Gaspar Rosety
Real Betis balompié
Es uno de esos clubes en el mundo a los que se ama sin necesidad de saber muy bien por qué. Hay un sentimiento enorme, cálido, sincero, que denominan beticismo, que inunda las calles y las almas, una sensación de pertenencia orgullosa a una religión monoteísta, basada en unos colores que encuentran su santuario al final de La Palmera. El Betis, Real y Balompié, a diferencia de quienes prefirieron el anglicismo fútbol, provoca una fe ciega, inagotable, que revuelve los corazones y produce en las conciencias un movimiento de solidaridad y cariño totalmente insustituible.
Preocupa que este club, histórico donde los haya, atraviese las aguas borrascosas de una tormenta que empieza a durar demasiado. Me consta que esta preocupación protagoniza la vida de la ciudad, la ciudad del Betis que es Sevilla, hermosa, elegante, artística y secular. No es para menos.

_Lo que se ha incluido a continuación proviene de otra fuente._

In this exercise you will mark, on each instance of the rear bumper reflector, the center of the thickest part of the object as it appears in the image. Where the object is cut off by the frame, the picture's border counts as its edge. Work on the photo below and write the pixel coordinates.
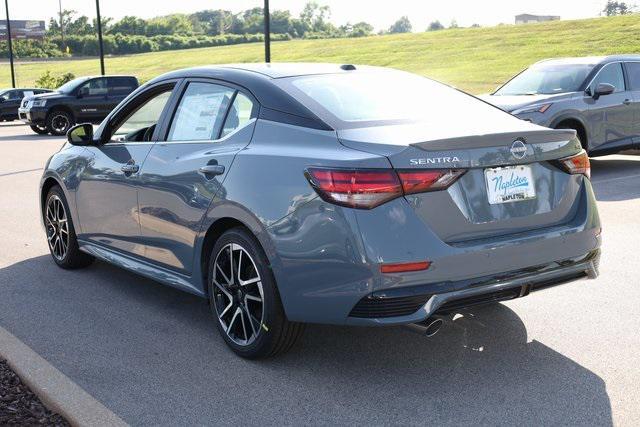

El Betis pertenece a la Humanidad. Es patrimonio de todos. Cuenta con más de cuarenta mil abonados, pero alcanzan millones si contamos a aquellos que sienten ese beticismo a flor de piel por todo los rincones del mundo. El balompié español necesita un Betis fuerte, sólido y unido, capaz de aparcar las tensiones internas entre las distintas corrientes de opinión y que reunifiquen el sentimiento, el beticismo religioso que lo ha hecho tan grande como inigualable. Estas líneas, que emanan desde un alma sevillanizada, representan sólo una voz llena de afecto y admiración por una de las instituciones más veneradas de nuestro deporte, un grito de ánimo para que los béticos no vuelvan a sufrir nunca más. El amor en verde y blanco ni se compra ni se vende.